Although powerful for conviction of malicious artifacts, machine learning based detection do not generally produce further information about the type of malware has been detected. In this work, we address the information gap between ML and signature-based detection methods by introducing an ML-based tagging model that is trained to generate human-interpretable semantic descriptions of malicious software (e.g. file-infector, downloader, etc.).
Even though much has changed over the last 30 years of malware detection, most anti-malware solutions still rely on the concept of malware families for describing the capabilities of malicious software. The increased number of malware specimens along with the introduction of techniques such as polymorphism, packing, and obfuscation, has turned the task of malware description via family classification into a difficult and oftentimes intractable one. This has led to a (very) large number of mutually exclusive malware families, typically highly vendor-specific (oftentimes inconsistent across vendors) and not necessarily designed for human consumption.
We propose an alternative approach to malware description based on semantic tags.

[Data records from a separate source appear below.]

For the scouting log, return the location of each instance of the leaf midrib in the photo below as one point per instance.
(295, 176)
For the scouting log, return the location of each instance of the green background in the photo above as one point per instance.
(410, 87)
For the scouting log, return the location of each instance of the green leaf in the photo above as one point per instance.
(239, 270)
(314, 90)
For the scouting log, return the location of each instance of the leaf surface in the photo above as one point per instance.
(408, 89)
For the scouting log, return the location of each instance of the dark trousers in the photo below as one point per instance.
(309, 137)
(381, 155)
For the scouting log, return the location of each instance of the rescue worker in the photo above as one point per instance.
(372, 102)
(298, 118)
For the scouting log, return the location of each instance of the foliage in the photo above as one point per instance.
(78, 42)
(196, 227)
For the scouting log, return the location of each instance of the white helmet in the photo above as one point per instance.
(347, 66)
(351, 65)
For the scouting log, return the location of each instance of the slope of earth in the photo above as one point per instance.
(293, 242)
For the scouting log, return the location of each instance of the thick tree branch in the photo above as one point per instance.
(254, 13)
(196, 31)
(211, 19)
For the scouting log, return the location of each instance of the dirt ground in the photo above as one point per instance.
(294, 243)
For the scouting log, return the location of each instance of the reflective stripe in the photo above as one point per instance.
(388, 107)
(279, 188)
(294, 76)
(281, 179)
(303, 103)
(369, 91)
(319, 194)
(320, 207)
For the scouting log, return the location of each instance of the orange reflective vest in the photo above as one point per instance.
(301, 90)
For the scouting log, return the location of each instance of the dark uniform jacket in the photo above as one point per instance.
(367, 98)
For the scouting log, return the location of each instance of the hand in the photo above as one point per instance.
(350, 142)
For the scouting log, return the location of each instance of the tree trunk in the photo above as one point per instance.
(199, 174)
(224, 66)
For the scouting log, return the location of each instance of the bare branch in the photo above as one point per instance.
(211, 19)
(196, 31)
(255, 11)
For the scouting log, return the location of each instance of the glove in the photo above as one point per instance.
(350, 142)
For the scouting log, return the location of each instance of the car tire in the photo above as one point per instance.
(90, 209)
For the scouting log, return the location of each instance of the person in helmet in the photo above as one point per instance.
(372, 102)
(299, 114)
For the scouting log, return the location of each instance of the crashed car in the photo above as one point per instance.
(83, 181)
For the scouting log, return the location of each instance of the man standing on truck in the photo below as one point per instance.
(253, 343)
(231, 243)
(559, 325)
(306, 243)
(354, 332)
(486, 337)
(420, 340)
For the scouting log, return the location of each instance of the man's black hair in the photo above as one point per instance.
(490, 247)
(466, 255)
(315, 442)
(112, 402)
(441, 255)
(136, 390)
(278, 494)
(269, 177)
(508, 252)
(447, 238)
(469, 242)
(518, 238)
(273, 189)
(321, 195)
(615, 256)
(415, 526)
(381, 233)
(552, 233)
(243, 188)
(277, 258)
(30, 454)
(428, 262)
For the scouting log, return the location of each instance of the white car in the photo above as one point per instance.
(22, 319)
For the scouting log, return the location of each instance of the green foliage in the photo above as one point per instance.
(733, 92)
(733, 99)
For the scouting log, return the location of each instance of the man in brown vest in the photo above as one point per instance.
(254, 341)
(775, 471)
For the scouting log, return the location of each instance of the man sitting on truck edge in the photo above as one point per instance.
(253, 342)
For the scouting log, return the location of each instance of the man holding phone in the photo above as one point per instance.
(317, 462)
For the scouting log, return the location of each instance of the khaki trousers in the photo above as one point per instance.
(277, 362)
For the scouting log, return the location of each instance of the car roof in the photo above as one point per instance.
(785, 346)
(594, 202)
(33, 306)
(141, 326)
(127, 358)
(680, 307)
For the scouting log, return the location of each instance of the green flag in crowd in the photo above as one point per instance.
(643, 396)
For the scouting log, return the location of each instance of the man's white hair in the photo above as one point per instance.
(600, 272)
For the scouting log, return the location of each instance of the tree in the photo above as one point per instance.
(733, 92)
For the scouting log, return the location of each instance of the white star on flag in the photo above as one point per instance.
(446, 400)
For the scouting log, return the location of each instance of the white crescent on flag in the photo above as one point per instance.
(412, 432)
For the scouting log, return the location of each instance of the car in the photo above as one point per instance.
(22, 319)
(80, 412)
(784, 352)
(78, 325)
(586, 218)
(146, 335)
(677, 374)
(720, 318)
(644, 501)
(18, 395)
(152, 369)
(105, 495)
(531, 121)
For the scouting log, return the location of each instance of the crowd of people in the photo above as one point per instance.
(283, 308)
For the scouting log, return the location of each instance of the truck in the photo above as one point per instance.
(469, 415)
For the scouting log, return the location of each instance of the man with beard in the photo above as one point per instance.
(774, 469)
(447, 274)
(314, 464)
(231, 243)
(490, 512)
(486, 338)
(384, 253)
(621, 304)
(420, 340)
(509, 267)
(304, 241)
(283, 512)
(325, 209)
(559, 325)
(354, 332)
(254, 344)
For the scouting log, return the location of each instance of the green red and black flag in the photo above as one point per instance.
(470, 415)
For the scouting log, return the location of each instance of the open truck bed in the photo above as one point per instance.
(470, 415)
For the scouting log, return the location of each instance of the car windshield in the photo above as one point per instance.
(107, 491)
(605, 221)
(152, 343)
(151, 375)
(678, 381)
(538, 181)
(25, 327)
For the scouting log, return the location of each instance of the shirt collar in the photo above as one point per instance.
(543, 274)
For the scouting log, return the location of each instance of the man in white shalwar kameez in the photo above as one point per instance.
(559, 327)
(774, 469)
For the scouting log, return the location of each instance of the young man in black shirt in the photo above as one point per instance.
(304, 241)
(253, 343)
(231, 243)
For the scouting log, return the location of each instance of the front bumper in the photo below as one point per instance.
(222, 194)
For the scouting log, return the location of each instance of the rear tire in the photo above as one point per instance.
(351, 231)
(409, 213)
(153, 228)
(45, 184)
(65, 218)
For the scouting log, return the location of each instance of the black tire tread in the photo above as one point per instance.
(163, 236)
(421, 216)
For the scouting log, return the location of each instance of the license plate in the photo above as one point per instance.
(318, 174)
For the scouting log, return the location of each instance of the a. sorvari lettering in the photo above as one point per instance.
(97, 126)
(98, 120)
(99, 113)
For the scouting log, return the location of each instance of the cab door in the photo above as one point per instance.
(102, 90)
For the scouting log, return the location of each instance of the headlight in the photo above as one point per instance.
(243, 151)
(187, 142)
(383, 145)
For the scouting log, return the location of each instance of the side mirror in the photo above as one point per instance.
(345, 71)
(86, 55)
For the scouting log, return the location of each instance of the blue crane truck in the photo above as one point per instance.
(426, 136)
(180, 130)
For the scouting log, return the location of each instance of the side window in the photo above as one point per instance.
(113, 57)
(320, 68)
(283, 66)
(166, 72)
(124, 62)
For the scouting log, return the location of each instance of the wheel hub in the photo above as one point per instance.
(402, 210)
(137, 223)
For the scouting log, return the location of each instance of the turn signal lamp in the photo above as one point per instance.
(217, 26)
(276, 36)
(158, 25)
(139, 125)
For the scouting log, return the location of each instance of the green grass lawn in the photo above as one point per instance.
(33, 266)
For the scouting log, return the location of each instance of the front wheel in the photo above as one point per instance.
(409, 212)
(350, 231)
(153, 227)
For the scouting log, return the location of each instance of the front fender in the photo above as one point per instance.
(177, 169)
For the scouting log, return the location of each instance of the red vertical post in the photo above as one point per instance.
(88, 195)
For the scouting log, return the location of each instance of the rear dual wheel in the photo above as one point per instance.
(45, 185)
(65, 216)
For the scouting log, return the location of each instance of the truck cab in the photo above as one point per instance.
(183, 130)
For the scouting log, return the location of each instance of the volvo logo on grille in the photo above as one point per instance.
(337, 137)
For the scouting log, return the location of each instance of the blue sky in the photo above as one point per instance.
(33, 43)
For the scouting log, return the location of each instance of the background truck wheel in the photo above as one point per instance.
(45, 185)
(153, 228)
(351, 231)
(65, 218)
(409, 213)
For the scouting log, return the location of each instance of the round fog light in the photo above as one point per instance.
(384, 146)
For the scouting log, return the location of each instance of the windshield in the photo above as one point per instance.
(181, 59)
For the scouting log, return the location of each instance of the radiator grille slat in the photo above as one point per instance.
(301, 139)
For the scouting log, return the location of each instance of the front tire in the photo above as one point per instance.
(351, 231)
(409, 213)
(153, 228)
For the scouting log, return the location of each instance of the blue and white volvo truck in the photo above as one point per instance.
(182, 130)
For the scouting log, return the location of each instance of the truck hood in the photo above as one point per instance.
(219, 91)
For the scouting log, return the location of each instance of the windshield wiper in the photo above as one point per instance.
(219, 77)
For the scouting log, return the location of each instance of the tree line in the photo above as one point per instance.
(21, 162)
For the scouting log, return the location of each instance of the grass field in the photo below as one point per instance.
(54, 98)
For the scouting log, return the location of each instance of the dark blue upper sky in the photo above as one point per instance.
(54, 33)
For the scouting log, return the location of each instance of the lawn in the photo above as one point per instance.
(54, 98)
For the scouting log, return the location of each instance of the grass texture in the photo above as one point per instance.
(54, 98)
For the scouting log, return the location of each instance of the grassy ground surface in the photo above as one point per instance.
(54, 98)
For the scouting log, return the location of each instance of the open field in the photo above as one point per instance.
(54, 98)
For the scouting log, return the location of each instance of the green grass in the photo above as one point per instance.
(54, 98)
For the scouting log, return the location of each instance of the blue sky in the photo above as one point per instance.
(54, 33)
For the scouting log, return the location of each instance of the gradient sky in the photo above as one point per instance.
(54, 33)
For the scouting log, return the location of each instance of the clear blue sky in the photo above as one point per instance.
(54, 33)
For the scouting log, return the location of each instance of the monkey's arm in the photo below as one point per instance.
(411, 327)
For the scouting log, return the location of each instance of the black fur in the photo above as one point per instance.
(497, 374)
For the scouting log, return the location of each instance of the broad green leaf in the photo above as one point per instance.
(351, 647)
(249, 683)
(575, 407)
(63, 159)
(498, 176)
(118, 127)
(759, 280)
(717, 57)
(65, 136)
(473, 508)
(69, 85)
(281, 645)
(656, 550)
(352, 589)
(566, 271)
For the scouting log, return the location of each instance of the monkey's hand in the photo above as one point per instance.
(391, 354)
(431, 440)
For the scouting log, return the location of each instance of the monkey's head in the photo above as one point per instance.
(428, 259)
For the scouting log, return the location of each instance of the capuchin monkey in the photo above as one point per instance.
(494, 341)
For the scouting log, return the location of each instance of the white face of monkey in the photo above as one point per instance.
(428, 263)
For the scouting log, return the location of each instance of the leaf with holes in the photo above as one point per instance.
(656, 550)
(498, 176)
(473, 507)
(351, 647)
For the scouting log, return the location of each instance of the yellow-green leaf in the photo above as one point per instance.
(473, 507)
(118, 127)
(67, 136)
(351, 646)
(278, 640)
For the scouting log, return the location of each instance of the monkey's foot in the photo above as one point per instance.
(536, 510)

In contradistinction to (family) detection names, semantic tags aim to convey high-level descriptions of the capabilities and properties of a given malware sample. They can refer to their purpose (e.g. ‘dropper’, ‘downloader’), malware family (e.g. ‘ransomware’), file characteristics (e.g. ‘packed’), etc. Semantic tags are non-exclusive, meaning that a malware campaign can be associated with multiple tags, and a given tag can be associated with multiple malware families. By moving the focus of malware description from a large set of mutually exclusive malware families to an intelligible set of malware tags we also enable the possibility of learning the relationship between files and semantic tags with machine learning techniques.
With this in mind, we first introduce a simple annotation method for deriving high-level descriptions of malware files based on (but not necessarily constrained to) an ensemble of vendor family names. We then formulate the problem of malware description as a tagging problem and formalize it under the framework of multi-label learning. We further propose a joint-embedding deep neural network architecture that maps both semantic tags and Windows portable executable files to the same low-dimensional embedding space. We can then use the similarity between files and tags in this embedding space to automatically annotate previously unseen samples.
We empirically demonstrate that when evaluated against tags extracted from an ensemble of anti-virus detection names, the proposed tagging model correctly identifies about 94% of eleven possible tag descriptions for a given sample, at a deployable false positive rate (FPR) of 1% per tag. Furthermore, we show that it is feasible to learn behavioral characteristics of malicious software samples from a static representation of the file by fitting a deep neural network to predict the proposed set of tags and evaluating the results on ground truth tags extracted from behavioral traces of files’ execution.